翌朝は6時出発である。新人の自分は、一つ一つが先輩たちより遅くなりがちなので4時に起床。凍結を防止するためビニール袋に入れシュラフの中に突っ込んだ雪山靴を履いて集合。ヘッドランプがまだ暗い雪道を照らし出す。 

横岳・杣添尾根登山開始である。 

自分は登山経験1年半でチェーンスパイクの経験はあったが、本格的な雪山は今シーズンが初である。昨年12月から今日まで12爪のアイゼンを着けて登ったのは黒斑山、谷川岳(途中撤退)、赤城山、蓼科山。何れも雪が少なかった。そのため、雪山初心者の自分でも登れていた。登れる気になっていた。しかし、今登っている杣添尾根は、前々日の雪で今までとは違っていた。

徐々に傾斜がキツくなっていく中、アイゼンが雪面を捉えきれずに足が滑る。一歩踏み出して踏ん張って体を持ち上げる、と同時に後ろ足が滑ってなかなか前に進めない。蹴り込み、歩幅、体重移動、バランス、すべてが雪に負けていた。無駄な動作の繰り返しで、息も荒くなり汗も出るほど暑くなる。 
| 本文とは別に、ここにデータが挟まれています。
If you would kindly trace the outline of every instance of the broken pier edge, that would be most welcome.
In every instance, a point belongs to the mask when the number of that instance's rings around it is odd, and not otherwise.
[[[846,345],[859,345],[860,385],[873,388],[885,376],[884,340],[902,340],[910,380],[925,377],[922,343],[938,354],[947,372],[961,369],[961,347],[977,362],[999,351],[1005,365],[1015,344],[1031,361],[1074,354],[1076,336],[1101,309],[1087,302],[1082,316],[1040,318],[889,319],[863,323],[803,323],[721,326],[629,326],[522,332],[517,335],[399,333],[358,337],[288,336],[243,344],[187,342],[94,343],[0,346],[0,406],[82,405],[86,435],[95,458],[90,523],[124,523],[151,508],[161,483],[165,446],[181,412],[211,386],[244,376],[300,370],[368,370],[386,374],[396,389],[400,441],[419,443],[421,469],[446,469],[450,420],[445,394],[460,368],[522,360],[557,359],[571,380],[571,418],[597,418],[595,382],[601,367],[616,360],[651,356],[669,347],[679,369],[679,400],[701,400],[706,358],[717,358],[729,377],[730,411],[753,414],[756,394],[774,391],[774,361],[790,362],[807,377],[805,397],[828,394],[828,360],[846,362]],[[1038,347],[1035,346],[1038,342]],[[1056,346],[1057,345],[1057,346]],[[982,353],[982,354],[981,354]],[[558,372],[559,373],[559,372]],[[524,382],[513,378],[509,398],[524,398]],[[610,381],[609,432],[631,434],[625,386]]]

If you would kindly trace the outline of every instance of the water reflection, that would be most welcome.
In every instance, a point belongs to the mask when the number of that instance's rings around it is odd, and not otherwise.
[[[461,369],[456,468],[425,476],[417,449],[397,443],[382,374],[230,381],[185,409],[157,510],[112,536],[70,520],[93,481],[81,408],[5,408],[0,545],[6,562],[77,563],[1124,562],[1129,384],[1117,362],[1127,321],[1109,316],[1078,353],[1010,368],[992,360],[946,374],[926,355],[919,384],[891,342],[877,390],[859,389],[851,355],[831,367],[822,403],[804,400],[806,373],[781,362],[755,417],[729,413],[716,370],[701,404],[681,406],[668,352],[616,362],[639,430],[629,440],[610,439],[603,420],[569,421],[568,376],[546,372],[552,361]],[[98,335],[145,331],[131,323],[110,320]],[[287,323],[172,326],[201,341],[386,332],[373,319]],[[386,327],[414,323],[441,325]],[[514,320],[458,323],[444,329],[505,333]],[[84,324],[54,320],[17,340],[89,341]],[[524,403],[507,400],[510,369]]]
こんな事ではみんなとペースを合わせて登ることなどできない。ならどうする、考える、やるしかない。今、この場で、成長する、それしかない。まずは蹴り込みを強くする、フラットフッティングは崩さない、そして丁寧に体重を移動していく。今まではしっかり体重を移動しきれてなかったことに気づく。気づかせてくれたのは鷹取山で教わったあの言葉 「足の上に肛門を持ってくる!」である。雪面を蹴り込み、足の真上に肛門を持ってくる様に上半身を移動して、足から頭までが縦に一本の線で繋がる様にイメージ。その瞬間にカチッと音がするように脳内にスイッチを作る。 

蹴り込む、体重移動、カチッ、蹴り込む、体重移動、カチッ、蹴り込む、体重移動、カチッ。黙々とこれを繰り返して体に脳に覚え込ませる。無意識に体が動くように脳内でカチッカチッカチッ、ひたすら繰り返す。前を歩くCLの動きを見る。自分より体重移動が静かな印象。前後の体重移動が少なく無駄な動きをしてない。イメージを修正、取り入れる、上半身の動きを抑える、股関節と腰骨の動きで体重移動をする。カチッ。 

これでいい。歩き始めは滑って進めなかったが、その斜面より急な登りでも滑らなくなる。これから何時間もこれを練習しながら登って行ける。山頂に着くころには体が覚え込み、脳に染み込み、無意識に歩くことができるようになっているはず。その時は自分の雪山歩行レベルが確実に上がっているであろうことを予想する。一歩ずつ歩きながらそれを想像した時、ニヤリと顔が緩んだ。 

三叉峠まで来た。ここまでは風も穏やかで行程は順調。ここから先は稜線に出るため、風が強くなる事が予想された。案の定かなりの強風の中、岩をブラインドに慎重に進んでいく。山頂まであと少しだ。 

ハシゴを登り、風に耐え、パーティーは見事山頂に到着した。お互いがお互いを讃え合い喜び合う。雲はあるが素晴らしい景色が広がり、一瞬みんなの疲れを忘れさせてくれる。 写真を撮り素早く下山に移る。途中、往路では見られなかった、雲の切れ間に完成する富士山と赤岳の見事な構図の景色に見惚れながらシャッターを切る。 

無事にテント場まで戻ってきた一行は、手早くテントを撤収。荷物をまとめるが、各人重いリュックに溜息混じり。20分強で駐車場まで戻り一安心。車に乗り込み近くの温泉へ。そしてラーメン屋、コンビニを経由して横浜駅で解散。 

自分にとって初の雪山テント泊、昨年12月に入会した自分の参加を承認してくれたCLには本当に感謝しかない。メンバーの人達も、皆さん山が好きな人ばかりでずーっと楽しい時間しかなかった。みろく山の会に入って本当に良かったと、最近毎日思っている。 

CL追記】 

しばらく積雪がなかったが、前々日の大雪と前日にアタックした別パーティーのトレースで、ほど良いコンディションだった。アタック当日の稜線上は20m近い強風だったが、何とか全員で山頂を踏めて良かった。